Correspondence to: Chiung-Yu Chen, Medicinae Doctor, Department of Internal Medicine, College of Medicine, National Cheng Kung University, #138 Sheng-Li Road, Tainan 704, Taiwan. chiungyu@mail.ncku.edu.tw

Telephone: +886-6-2353535-2689 Fax: +886-6-2347270

Received: May 3, 2015
Peer-review started: May 3, 2015
First decision: June 18, 2015
Revised: July 7, 2015
Accepted: July 29, 2015
Article in press: August 3, 2015
Published online: August 28, 2015
Processing time: 123 Days and 4.6 Hours

Abstract

AIM: To develop a new type of calibrated, biodegradable, and imaging detectable microsphere and evaluated its embolization safety and efficacy on pig’s liver and spleen.

METHODS: Six kinds of pharmaceutical excipient were combined and atomized to form our microsphere.
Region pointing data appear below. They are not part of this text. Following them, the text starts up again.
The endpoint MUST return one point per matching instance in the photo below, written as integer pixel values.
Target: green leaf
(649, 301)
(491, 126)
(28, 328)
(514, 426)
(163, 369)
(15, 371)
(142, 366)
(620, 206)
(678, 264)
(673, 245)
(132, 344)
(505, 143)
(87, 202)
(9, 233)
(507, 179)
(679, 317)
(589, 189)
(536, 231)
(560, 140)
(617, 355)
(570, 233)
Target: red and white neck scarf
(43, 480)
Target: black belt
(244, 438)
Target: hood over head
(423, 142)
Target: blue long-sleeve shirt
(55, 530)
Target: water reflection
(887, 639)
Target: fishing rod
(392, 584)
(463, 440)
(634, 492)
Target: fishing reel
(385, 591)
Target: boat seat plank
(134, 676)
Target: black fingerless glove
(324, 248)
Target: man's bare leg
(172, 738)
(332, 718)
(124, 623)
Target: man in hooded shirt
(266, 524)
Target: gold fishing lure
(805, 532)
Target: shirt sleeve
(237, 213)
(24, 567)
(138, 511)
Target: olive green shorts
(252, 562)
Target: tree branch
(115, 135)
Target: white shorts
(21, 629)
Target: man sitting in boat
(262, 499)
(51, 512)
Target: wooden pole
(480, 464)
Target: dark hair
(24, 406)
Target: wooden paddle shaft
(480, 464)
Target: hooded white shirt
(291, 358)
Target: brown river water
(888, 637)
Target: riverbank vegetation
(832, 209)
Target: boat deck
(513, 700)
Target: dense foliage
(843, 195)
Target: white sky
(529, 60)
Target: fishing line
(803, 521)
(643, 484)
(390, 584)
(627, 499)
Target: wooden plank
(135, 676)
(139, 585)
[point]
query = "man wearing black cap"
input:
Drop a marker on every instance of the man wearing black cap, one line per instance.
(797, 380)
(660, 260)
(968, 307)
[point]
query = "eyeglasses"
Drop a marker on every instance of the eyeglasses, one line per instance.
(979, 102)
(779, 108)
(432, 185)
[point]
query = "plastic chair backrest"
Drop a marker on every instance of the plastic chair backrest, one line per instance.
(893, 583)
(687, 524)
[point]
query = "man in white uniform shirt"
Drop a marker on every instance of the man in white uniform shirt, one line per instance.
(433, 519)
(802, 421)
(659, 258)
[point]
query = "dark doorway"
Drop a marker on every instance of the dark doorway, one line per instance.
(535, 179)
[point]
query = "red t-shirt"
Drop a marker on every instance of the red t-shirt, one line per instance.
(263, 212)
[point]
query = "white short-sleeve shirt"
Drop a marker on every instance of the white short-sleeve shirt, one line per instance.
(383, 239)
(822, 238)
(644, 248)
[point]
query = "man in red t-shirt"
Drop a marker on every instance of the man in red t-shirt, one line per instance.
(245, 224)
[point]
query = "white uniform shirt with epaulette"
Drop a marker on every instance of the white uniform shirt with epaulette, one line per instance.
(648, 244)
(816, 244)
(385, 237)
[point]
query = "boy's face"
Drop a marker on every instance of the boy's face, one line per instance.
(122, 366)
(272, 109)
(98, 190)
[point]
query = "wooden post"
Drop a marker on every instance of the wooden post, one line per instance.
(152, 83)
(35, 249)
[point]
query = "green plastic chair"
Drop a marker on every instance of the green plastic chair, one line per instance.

Twenty-four male Lanyu pigs weighing 25-30 kg were used. The arteries of spleen and liver were embolized with Gelfoam, Embosphere, or our microsphere. The serum biochemical tests, computed tomography (CT), liver perfusion scan, and tissue microscopy examination were done to evaluate the safety and efficacy of embolization.

RESULTS: Radiopaque microspheres with a size ranging from 300 to 400 μm were produced. Embolization of hepatic and splenic artery of pigs with our microsphere significantly reduced the blood flow of liver and resulted in splenic infarction. The follow-up CT imaging and the microscopic examination showed intraarterial degradation of Gelfoam and microsphere. The blood tests demonstrated insignificant changes with regards to liver and renal functions.

CONCLUSION: Our microspheres, with the unique characteristics, can be used for transcatheter arterial embolization with effects equivalent to or better than Gelfoam and Embosphere in pigs.

Keywords: Atomization; Pharmaceutical excipient; Microsphere; Arterial embolization

Core tip: Transcatheter arterial embolization (TAE) is the treatment of choice for intermediate stage hepatocellular carcinoma. Various embolization materials have been designed for this purpose. By using atomization technique and a mixture of pharmaceutical excipient, we developed a new type of calibrated, biodegradable, and imaging detectable microsphere. We proved that our microspheres, with the unique characteristics, can be used for TAE with effects equivalent to or better than Gelfoam and Embosphere in pigs.